The teaching artists would now spend the entire school day at each school. Full classroom visits to each third grade class were scheduled, but in addition, Melissa and Eric would spend a second session with smaller groups of struggling readers, providing even more individualized, interactive instruction to reinforce the week’s lessons. Furthermore, Playhouse Square provided tickets and transportation for each participating class to attend performances of children’s plays at the Ohio Theatre in downtown Cleveland. For some students, this was their first ever experience attending live, professional theater. Student enthusiasm and teacher encouragement remained strong. At the end of the year, students at Crestwood Elementary performed selections from the year’s reading for their parents and families in the school gymnasium. It was a wonderful celebration.
Test results from this pilot year show varied outcomes. In part, this is likely because the state changed the reading test between 2013 and 2014, as Ohio opted for a more rigorous exam in the latter year, making a direct apples to apples comparison untenable. Other dynamics outside of the classroom environment also deeply impact learning, such as student transient rates, regional poverty levels, and of course the group of students’ individual abilities themselves. Still, the numbers are worth noting. Below are the scores showing the ODE test results for Third Grade Reading in the three schools in which the program was implemented, as well as scores of other schools in those same districts for comparison.
|All Elyria City Elementary Schools||2014||2015||Variance|
|All Cleveland Heights Elementary Schools|
|Cleveland Heights Oxford||61.7%||66.7%||5.0%|
|Cleveland Heights Roxboro||89.8%||83.6%||-6.2%|
|Cleveland Heights Boulevard||71.1%||69.6%||-1.5%|
|Cleveland Heights Canterbury||91.0%||92.0%||1.0%|
|Cleveland Heights Fairfax||75.0%||70.0%||-5.0%|
|Cleveland Heights Gearity||79.6%||59.2%||-20.4%|
|Cleveland Heights Noble||69.7%||63.0%||-6.7%|
|Sampling of CMSD Elementary Schools|
|CMSD Charles Eliot||57.1%||50.0%||-7.1%|
|CMSD Franklin D Roosevelt||52.0%||27.5%||-24.5%|
|CMSD Newton D Baker||53.3%||64.0%||10.7%|
|CMSD Patrick Henry||53.6%||62.9%||9.3%|
|CMSD Wade Park||52.5%||35.6%||-16.9%|
As you can see, Denison’s scores dropped by over 9%. While similar CMSD schools dropped even more precipitously under the more rigorous exam, others stayed flat or even improved. This makes evaluating the results at Denison even more challenging. At Crestwood in Elyria, a nearly 4% testing increase is encouraging, especially in comparison to the other schools in the district. And Oxford Elementary in Cleveland Heights showed the strongest improvement of any school in its district.
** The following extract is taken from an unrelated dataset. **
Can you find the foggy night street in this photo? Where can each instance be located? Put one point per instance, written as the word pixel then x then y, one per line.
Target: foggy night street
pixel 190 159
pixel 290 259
Still, a variety of conditions must be considered when looking at student learning. Playhouse Square’s Third Grade Literacy Program, now in its second year of full implementation, continues to make adjustments to maximize student learning based on in-classroom experiences and teacher feedback. With the continued support of our partners, we continue to work towards improving student learning.
Crestwood Elementary teacher Ann Coleman sums up her feelings about the Third Grade Literacy Program in this way: “Because of this program, my students are, without a doubt, better readers, writers, and communicators. Students are able to learn language arts in a creative, active, and meaningful way and have been able to apply the skills they have learned into other areas of the curriculum. I cannot imagine teaching language arts without this program!”